Спасение и ремонт транспорта продолжались два дня. Утро третьего дня началось с обкатки ожившего мотомотора.
Это поручили Нестору, репутация которого не была замарана грязной водой сантехнических раскопок.
Гордый Карасиков решил наверстать упущенное и, щёлкая зубами на ухабах, стрелой полетел сначала по гаражам, потом по кварталам, а потом и по главной магистрали города. Далеко ли бы он уехал – неизвестно.
Известно лишь, что в аккурат напротив облезлого, но величественного здания городской ГАИ он со звоном и грохотом въехал в дверь внезапно остановившегося перед ним такси.
Дверь наглухо заклинило, что спасло Нестора от суда Линча со стороны красномордого таксиста.
Ещё через день многострадальный мотоцикл был успешно продан какому-то деревенскому мужичонке, а выручка осела в желудках концессионеров плотным слоем мороженого и шоколада.
*****
Нестор Петрович вздохнул и посмотрел на часы. До обеденного перерыва оставалось полчаса.
Надо сказать, что планы на обед были просто-таки грандиозны.
В соседней кафешке с мрачноватым названием «Подвал» подавали умопомрачительную солянку, от одного воспоминания о которой сладко засосало под ложечкой.
«Нужно чем-то заняться...» – решил голодный Карасиков и принялся составлять отчёт о проделанной за прошлый месяц работе.
Нельзя сказать, что её, этой работы было завались, но хватало.
Народонаселение, не желающее мириться с распадом великой империи, пыталось любыми способами наладить торговое сотрудничество с зарубежными теперь партнёрами, исходя из простого и понятного Нестору Петровичу мнения, что за кордоном и товар лучше и цены ниже, а то, что есть у нас, у них отродясь не изготовлялось и поэтому втюхать иностранцам уникальный отечественный продукт – пара пустяков.
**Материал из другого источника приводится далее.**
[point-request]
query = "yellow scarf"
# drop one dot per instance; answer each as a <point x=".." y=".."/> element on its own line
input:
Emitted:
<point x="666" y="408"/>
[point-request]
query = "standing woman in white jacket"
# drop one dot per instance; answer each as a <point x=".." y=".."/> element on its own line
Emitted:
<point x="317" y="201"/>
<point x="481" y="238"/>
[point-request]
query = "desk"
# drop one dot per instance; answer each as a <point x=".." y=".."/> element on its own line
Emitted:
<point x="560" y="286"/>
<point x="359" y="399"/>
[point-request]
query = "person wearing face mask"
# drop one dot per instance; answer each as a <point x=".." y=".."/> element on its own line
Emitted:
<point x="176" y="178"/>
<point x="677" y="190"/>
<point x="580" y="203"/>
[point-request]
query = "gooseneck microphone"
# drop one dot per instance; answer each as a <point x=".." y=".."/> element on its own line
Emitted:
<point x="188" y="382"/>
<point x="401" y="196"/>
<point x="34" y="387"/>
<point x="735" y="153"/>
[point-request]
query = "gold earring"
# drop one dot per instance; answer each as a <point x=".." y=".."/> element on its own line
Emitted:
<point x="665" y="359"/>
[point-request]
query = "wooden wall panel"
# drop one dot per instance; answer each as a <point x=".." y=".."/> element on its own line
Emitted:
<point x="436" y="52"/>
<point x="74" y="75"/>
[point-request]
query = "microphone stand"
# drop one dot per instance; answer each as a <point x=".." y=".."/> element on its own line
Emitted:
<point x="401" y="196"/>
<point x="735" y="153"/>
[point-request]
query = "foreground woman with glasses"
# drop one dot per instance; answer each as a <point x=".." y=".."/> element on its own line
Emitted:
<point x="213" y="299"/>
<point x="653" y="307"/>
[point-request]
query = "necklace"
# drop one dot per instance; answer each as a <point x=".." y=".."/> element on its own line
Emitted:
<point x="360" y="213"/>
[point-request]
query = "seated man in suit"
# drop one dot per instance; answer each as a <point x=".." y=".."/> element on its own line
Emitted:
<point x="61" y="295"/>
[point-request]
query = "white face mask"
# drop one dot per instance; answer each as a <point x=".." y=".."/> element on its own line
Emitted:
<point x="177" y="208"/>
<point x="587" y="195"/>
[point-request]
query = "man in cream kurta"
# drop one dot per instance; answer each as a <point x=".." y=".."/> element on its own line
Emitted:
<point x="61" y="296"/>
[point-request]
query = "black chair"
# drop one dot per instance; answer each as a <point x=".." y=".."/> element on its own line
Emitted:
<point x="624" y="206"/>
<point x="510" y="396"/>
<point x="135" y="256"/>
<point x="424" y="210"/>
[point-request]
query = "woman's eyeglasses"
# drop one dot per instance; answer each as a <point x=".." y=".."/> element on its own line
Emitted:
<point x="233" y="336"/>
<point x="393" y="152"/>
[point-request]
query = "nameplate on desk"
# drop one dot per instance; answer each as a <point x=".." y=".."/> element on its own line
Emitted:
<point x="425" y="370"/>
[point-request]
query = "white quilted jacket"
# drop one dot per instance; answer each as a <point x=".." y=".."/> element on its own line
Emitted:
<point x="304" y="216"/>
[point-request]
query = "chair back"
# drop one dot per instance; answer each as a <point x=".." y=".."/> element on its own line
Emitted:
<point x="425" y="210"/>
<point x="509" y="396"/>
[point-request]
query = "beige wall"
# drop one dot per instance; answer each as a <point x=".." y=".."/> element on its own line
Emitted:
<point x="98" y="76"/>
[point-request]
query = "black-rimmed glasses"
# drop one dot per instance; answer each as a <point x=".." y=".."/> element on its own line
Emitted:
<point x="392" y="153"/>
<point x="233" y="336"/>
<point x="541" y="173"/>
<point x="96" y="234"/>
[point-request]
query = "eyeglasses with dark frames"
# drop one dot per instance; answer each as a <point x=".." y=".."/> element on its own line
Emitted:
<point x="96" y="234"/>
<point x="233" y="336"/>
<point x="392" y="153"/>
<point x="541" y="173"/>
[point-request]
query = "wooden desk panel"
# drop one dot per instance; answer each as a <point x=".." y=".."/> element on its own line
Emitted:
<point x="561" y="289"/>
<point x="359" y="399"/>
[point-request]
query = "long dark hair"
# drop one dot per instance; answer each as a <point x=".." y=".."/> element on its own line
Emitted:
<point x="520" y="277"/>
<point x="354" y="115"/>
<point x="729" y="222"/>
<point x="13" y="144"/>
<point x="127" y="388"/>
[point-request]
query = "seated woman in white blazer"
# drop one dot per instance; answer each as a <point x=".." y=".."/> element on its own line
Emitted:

Так же мыслило и родное правительство, пытаясь ободрать предприимчивых сограждан, и продающих, и покупающих.
Сограждане не сдавались, в свою очередь обдирая государство.
А всё вместе это гордо называлось «ВНЕШНЕЭКОНОМИЧЕСКОЙ ДЕЯТЕЛЬНОСТЬЮ».
Свою роль в этом процессе Нестор Петрович определял весьма ясно и называл благородно – помощь людям.
Люди, даже если их было очень много, и государство, состоящее из этих же людей, были понятиями совершенно полярными, даже враждующими.
Карасиков же находился в аккурат на линии фронта.
*****
Обеденный перерыв – величайшее изобретение ума человеческого, стоящее в одном ряду с электричеством, автомобилем, телевидением, пивом, солёными сухариками и женщинами.
Правда, женщины являлись скорее творением божьим, но исключать их из этого великолепного списка удовольствий и соблазнов Нестор Петрович бы не рискнул.
Кстати, о женской половине человечества Нестор Петрович мог рассуждать часами.
Делал это он самозабвенно. Рассуждения лились рекой, впрочем – иногда прерываясь для демонстрации телесных уродств, полученных в рыцарских боях за Даму Сердца.
Уродств было два.
Едва заметный шрамик на лбу возвращал собеседника в смутные времена карасиковской юности. Благородный Нестор Петрович, возвращаясь в сумерках домой от друзей, был сбит с толку хриплым женским голосом, довольно истерично выкрикивающим примерно следующее: «Не трогай меня, гад!.. Отстань от меня, гад!.. Перестань, гад!..»
Проникшись сочувствием к прекрасной незнакомке, попавшей в беду, Карасиков, недолго думая, направился на шум. Через пару секунд из темноты, уже сгустившейся под тополями, выступил ненавистный образ «гада», нещадно треплющего худющую даму бомжеватого вида за сиреневые волосы.
«А ну, отпусти её!!!» – ломающимся подростковым голосом решительно заявил Нестор Петрович. Взгляд его упал на синие от вязи татуировок руки хулигана. – «Быстро!» - добавил он уже куда менее решительно.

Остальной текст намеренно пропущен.